Versions Compared

Key

  • This line was added.
  • This line was removed.
  • Formatting was changed.

...

Akka looks promising and a lot of people are using it. 

A custom solution that does not leverage other projects for clustering could also be implemented, especially if JGroups is used for reliable UDP messaging.

Examination of the options

In this section we'll look at each of the options and see how it might address the requirements.

JGroups

A newer version of JGroups could be modified to fit the requirements, just as is being done with the initial, incubating, version of Geode.

New versions of JGroups use the Apache license so they are compatible with Geode and could replace the old 2.2.9 version.  A new version of JGroups would be a natural fit for replacing the old version.  A number of the changes made to the older JGroups for GemFire, such as out-of-band messaging and out-of-band messages are now available in off-the-shelf JGroups.  The GossipServer service used in the Locator is now, sadly, missing but there is a GossipRouter service that might plug into the Locator instead.  Other problems, such as the membership view being transmitted in a message header instead of the body have also been corrected (allowing for large membership views through body fragmentation).  Message-handling executors have been added and the old up/down thread pattern has been removed.  UUIDs are used for member IDs in preference to InetAddress:port (though these are still used for identifying endpoints associated with UUID identifiers).

The downside of using JGroups is that we have to fork it in order to insert our failure-detection SLAs, network-partition detection and handling, ability to shut down in all circumstances, etc.  We largely rewrote failure-detection, but the GMS may need a lot fewer changes thanks to improvements made in JGroups over the years like simultaneous handling of joins & leaves.

We would also need to change JGroups to support rolling upgrade.  The old 2.2.9 JGroups code was modified to use versioned serialization streams and include version information so that recipients of messages would know how to deserialize the messages and react to them.

If we continue to use and modify JGroups one other concern to note is that the code we inserted into the old LGPL version of JGroups is probably still covered by LGPL and can’t just be copied into a newer version to cover our needs.  It will need to be written from scratch but can use the same algorithms as the old implementation.

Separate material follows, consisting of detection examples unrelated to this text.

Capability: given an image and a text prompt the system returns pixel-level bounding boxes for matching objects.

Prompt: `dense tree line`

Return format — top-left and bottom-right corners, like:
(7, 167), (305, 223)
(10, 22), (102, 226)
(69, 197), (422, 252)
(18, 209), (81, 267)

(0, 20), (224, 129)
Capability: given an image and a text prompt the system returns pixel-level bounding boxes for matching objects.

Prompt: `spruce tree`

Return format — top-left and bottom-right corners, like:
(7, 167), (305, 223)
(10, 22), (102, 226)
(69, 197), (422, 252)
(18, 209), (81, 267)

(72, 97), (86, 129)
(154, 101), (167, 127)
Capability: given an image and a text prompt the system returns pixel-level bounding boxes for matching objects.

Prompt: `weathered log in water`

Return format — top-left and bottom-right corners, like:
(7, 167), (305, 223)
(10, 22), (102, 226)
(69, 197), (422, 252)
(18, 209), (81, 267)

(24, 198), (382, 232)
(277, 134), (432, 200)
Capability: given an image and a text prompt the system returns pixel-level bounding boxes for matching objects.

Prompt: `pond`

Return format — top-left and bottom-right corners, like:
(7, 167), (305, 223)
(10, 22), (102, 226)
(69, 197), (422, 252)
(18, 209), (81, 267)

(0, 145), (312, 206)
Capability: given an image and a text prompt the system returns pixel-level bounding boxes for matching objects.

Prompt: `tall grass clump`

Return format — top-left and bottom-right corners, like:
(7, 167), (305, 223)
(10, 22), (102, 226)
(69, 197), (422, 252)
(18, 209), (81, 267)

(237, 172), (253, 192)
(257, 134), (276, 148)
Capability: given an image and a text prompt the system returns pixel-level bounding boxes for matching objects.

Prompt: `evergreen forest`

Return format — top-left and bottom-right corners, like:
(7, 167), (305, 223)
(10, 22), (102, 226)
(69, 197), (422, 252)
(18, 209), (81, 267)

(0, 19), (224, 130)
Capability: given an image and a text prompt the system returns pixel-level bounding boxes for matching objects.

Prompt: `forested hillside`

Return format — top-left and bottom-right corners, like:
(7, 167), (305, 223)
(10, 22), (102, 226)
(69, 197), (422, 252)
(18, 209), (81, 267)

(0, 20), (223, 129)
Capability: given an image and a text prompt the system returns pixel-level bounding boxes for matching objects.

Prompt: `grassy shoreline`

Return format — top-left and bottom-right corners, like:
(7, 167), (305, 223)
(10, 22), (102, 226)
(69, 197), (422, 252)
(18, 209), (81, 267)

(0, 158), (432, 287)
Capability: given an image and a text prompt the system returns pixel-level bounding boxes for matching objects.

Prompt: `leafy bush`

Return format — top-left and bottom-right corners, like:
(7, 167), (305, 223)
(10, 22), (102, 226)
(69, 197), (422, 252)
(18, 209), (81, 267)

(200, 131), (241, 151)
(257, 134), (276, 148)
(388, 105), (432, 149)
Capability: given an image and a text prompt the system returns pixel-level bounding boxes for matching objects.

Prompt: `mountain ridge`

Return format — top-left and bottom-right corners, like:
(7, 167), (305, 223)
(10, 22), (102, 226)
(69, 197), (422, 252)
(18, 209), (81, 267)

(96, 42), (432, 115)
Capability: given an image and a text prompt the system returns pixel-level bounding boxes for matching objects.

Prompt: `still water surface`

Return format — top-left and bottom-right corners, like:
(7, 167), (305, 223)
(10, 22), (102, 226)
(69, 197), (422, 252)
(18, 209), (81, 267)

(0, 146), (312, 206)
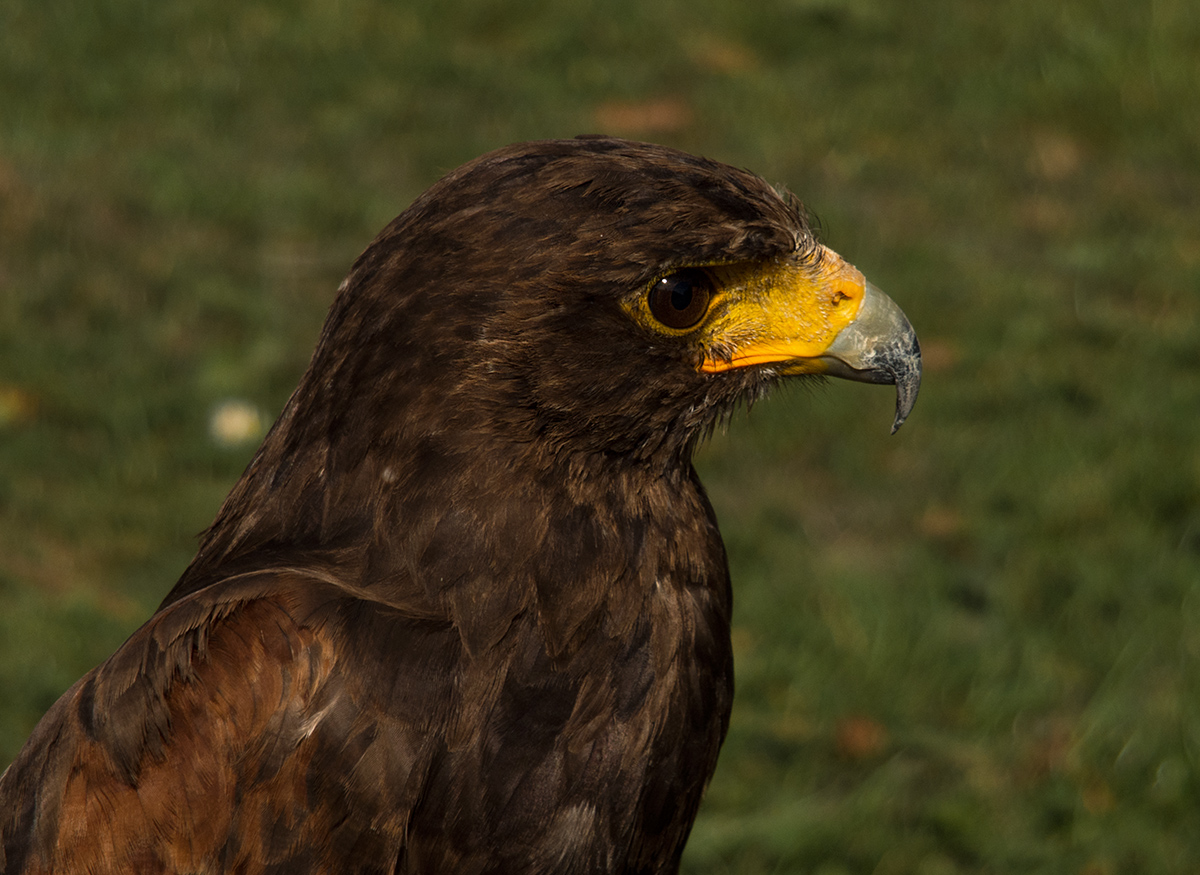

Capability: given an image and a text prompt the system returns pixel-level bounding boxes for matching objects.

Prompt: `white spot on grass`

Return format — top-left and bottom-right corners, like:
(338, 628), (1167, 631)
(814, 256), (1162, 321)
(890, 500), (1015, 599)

(209, 398), (265, 447)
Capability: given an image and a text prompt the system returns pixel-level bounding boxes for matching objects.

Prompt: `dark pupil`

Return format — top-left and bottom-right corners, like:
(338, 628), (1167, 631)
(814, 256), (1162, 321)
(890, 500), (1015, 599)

(671, 278), (691, 310)
(649, 269), (713, 330)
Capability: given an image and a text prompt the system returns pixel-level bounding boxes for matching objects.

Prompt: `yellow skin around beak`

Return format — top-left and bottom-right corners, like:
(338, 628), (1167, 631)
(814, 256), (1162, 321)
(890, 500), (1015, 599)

(701, 246), (866, 373)
(700, 246), (920, 433)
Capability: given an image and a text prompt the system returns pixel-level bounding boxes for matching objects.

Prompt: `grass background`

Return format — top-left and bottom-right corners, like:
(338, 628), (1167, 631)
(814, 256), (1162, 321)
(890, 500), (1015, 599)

(0, 0), (1200, 875)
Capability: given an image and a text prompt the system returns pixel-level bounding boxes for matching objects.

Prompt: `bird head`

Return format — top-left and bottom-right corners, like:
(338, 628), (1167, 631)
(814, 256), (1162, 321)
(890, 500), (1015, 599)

(310, 137), (920, 468)
(179, 137), (920, 592)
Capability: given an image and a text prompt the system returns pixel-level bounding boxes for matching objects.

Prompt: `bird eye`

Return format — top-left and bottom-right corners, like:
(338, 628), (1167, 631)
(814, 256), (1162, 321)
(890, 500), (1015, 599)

(648, 268), (713, 330)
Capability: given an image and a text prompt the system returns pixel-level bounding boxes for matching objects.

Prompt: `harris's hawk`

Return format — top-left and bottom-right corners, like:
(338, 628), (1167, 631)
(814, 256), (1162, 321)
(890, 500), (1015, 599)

(0, 138), (919, 875)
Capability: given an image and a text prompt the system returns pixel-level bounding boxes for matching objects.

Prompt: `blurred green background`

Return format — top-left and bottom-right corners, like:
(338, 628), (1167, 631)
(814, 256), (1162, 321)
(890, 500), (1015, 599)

(0, 0), (1200, 875)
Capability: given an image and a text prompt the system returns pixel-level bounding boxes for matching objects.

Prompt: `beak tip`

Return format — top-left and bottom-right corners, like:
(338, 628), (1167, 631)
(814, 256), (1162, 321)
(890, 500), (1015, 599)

(889, 334), (920, 434)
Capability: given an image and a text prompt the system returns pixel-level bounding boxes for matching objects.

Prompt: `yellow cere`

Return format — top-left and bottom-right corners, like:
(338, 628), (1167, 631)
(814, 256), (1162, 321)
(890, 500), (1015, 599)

(701, 247), (866, 373)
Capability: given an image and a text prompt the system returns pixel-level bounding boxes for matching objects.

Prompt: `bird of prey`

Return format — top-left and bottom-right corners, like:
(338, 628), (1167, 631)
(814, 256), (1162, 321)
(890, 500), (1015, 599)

(0, 137), (920, 875)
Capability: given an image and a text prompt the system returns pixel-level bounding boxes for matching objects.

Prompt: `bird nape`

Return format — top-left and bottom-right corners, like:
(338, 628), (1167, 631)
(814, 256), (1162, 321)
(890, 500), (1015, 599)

(0, 137), (920, 875)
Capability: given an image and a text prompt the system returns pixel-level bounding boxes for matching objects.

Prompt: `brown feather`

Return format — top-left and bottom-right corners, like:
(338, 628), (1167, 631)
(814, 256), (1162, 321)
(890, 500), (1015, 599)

(0, 138), (815, 875)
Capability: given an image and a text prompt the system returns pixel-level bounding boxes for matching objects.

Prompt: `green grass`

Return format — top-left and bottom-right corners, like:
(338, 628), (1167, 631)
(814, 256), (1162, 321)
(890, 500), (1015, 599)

(0, 0), (1200, 875)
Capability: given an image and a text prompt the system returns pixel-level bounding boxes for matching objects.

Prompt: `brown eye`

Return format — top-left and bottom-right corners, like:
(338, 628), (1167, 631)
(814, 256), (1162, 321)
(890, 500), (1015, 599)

(648, 268), (713, 330)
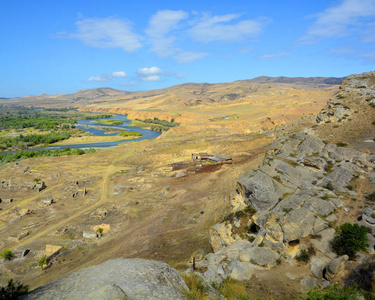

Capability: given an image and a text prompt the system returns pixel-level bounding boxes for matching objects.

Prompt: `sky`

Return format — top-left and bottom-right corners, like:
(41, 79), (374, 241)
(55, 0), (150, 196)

(0, 0), (375, 98)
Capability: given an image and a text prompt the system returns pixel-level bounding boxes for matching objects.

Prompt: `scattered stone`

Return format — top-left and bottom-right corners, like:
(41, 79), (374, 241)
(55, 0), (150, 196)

(44, 245), (62, 259)
(323, 255), (349, 281)
(21, 249), (30, 258)
(362, 207), (375, 225)
(91, 207), (108, 219)
(285, 272), (297, 280)
(92, 223), (111, 235)
(174, 171), (188, 178)
(17, 231), (30, 240)
(85, 283), (130, 300)
(42, 199), (54, 206)
(189, 249), (207, 263)
(240, 247), (280, 267)
(82, 231), (98, 239)
(310, 255), (331, 279)
(209, 222), (234, 252)
(322, 280), (331, 288)
(301, 276), (318, 290)
(33, 181), (47, 192)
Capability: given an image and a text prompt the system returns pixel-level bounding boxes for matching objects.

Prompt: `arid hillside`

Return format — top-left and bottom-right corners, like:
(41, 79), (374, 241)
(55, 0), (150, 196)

(0, 75), (350, 296)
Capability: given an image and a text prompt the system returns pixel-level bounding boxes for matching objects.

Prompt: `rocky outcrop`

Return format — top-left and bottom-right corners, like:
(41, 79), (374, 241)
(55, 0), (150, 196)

(20, 258), (188, 300)
(316, 72), (375, 123)
(199, 73), (375, 285)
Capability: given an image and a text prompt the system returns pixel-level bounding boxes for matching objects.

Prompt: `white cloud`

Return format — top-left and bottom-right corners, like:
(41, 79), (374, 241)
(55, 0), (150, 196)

(137, 67), (164, 81)
(301, 0), (375, 42)
(189, 14), (263, 43)
(137, 67), (185, 81)
(87, 71), (127, 82)
(112, 71), (126, 78)
(146, 10), (188, 58)
(68, 17), (143, 52)
(259, 52), (291, 60)
(173, 51), (209, 64)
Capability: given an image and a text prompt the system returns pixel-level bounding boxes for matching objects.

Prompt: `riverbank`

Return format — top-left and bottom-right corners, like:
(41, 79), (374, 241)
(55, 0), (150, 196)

(51, 135), (140, 146)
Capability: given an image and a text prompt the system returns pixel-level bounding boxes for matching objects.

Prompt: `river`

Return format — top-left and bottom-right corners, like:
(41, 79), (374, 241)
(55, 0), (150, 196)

(2, 115), (161, 154)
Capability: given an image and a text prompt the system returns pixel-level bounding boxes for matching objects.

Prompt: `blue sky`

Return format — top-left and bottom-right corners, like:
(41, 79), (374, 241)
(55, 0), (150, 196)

(0, 0), (375, 97)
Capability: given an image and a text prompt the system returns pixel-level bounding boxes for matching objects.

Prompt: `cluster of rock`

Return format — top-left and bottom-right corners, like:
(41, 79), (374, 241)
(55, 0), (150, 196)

(197, 73), (375, 286)
(316, 72), (375, 123)
(19, 258), (188, 300)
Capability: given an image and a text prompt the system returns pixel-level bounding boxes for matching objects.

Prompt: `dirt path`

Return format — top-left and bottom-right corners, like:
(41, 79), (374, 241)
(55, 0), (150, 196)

If JGroups is not used for membership it could still be used for UDP communication, but rolling upgrade support might be an issue if the version of JGroups being used by Geode is ever changed.


Zookeeper

Many Apache projects use Apache Zookeeper for collaboration between processes.  Zookeeper provides collaboration primitives that we can use to build membership services, distributed locking and more.

If you haven’t been exposed to how Zookeeper is used you might take a look at this page: http://nofluffjuststuff.com/blog/scott_leberknight/2013/07/distributed_coordination_with_zookeeper_part_3_group_membership_example

Zookeeper meets requirements 1 through 6 in the list you saw earlier in this document.

Zookeeper can be used to join a distributed system by creating an ephemeral, sequenced z-node in the distributed system’s “group” node.  Each z-node can contain additional details about the member, fulfilling one of the important requirements Geode has for a membership system.

Zookeeper gives its clients notification when a node changes.  This can be used to tell members when a new peer has joined or left the system.  Notification only lets you see the current state of the group z-node, so we have to keep a snapshot of the last state and do a diff to see what’s changed.  Apparently it is possible for changes to the group node to be missed so there probably needs to be some periodic polling of the group node to check for changes in addition to the notification mechanism.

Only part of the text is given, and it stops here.